Every twelve days, agricultural engineer Ritche Nuevo took his meter stick, caliper, and a notebook to a small rice field close to his home. Nuevo lives and works in the coastal town of Argao, on the Philippine island of Cebu. When he was not teaching or spending time with his wife and kids, he was often at the rice field measuring growing rice plants. He kept a list of days to visit the flooded paddies that coincided with the European Space Agency’s Sentinel-1 satellite flying over the archipelago, 692 kilometers (430 miles) above him.
Ranging from school bus-sized to small as a Rubik’s Cube, satellites orbit Earth several times a day. Whatever the size, most satellites measure continents and large countries best, particularly because they are so far away from what they are measuring. In the last few years, however, some satellites have been equipped with better sensors that can see Earth’s surface at very high resolution, or in more detail. Launched in 2014, Sentinel-1 was one of those satellites.
“I was intrigued by the possibility of using Sentinel-1 data to monitor small-scale rice farms, which are common here in the Philippines,” Nuevo said.
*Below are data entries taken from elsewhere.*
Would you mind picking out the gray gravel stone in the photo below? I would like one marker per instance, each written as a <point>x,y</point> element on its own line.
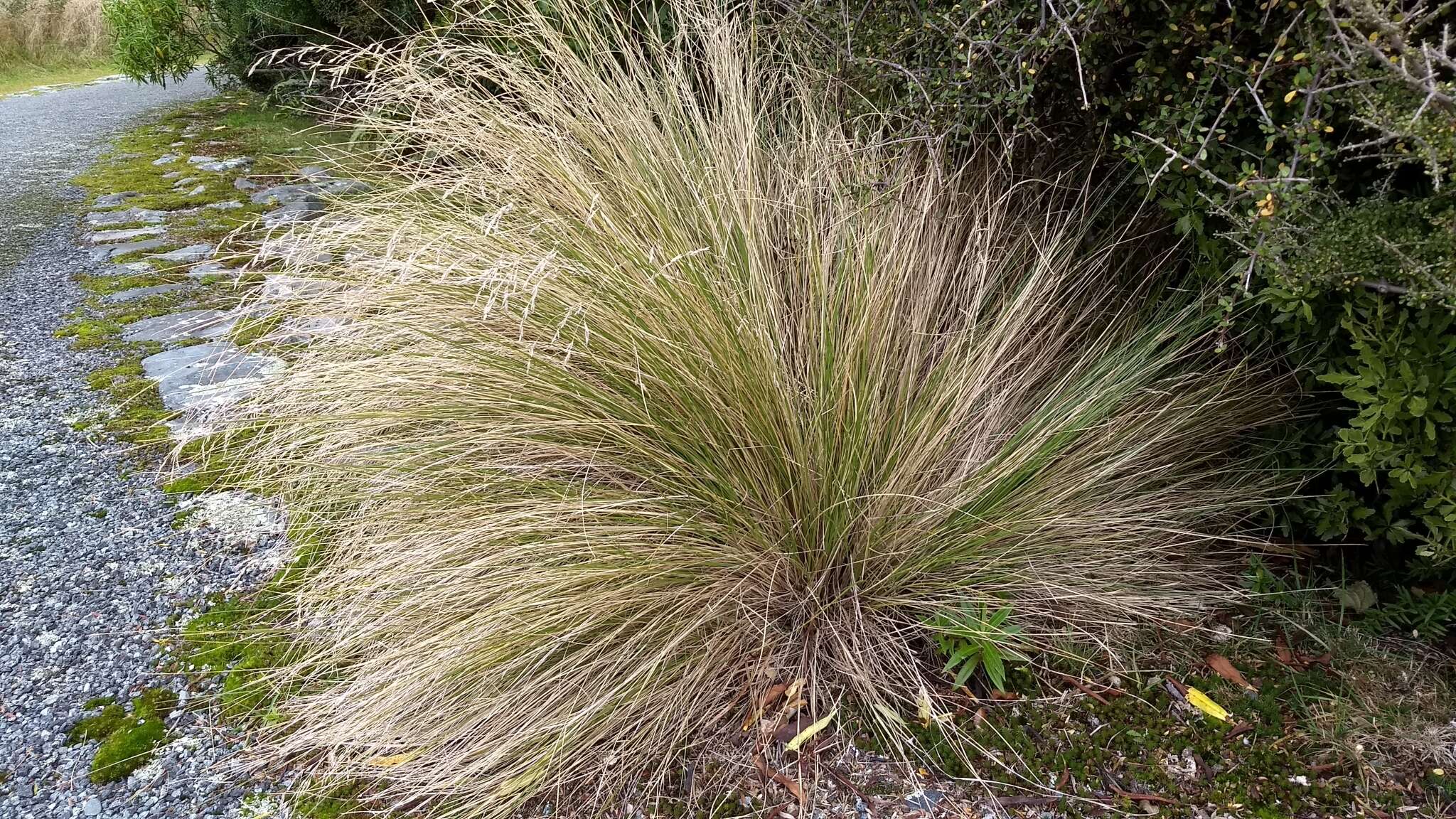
<point>83,596</point>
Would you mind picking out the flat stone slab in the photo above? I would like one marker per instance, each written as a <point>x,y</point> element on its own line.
<point>280,287</point>
<point>143,291</point>
<point>130,216</point>
<point>186,255</point>
<point>207,375</point>
<point>112,251</point>
<point>304,209</point>
<point>301,330</point>
<point>208,269</point>
<point>108,237</point>
<point>284,194</point>
<point>176,327</point>
<point>112,200</point>
<point>223,165</point>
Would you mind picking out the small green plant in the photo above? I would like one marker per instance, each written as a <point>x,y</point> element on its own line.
<point>978,638</point>
<point>1421,616</point>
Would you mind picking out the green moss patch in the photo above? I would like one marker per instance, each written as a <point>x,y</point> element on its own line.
<point>129,738</point>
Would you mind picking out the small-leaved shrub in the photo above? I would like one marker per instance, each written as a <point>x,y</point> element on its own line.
<point>1302,149</point>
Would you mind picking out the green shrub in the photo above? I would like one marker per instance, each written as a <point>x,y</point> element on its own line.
<point>1302,151</point>
<point>248,41</point>
<point>156,41</point>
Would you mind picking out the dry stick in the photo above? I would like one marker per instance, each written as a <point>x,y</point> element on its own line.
<point>1085,690</point>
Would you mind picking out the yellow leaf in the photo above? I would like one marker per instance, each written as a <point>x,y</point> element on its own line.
<point>1201,701</point>
<point>393,759</point>
<point>804,735</point>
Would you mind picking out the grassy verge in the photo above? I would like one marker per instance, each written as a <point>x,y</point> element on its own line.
<point>21,76</point>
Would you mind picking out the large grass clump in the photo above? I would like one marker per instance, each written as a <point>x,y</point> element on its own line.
<point>655,390</point>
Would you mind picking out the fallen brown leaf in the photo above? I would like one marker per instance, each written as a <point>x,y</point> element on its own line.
<point>1241,727</point>
<point>769,698</point>
<point>1224,668</point>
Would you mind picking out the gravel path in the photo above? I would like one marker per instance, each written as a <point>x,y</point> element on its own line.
<point>91,567</point>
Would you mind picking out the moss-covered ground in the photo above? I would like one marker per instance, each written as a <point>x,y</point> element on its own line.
<point>236,124</point>
<point>127,735</point>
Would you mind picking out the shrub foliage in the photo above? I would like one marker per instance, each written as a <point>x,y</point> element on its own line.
<point>1302,148</point>
<point>164,40</point>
Nuevo wanted to find a way to track rice growth using Sentinel-1 to help small-scale rice farmers and agencies assisting farmers quickly estimate crop damage from droughts and strong typhoons. Storms blow through the Philippine archipelago from June to October, sometimes destroying crops with relentless rains and gale-force winds. Timely assessments of rice damage are crucial in rice-dependent countries like the Philippines, which would need to quickly import the crop to prevent an acute national shortage.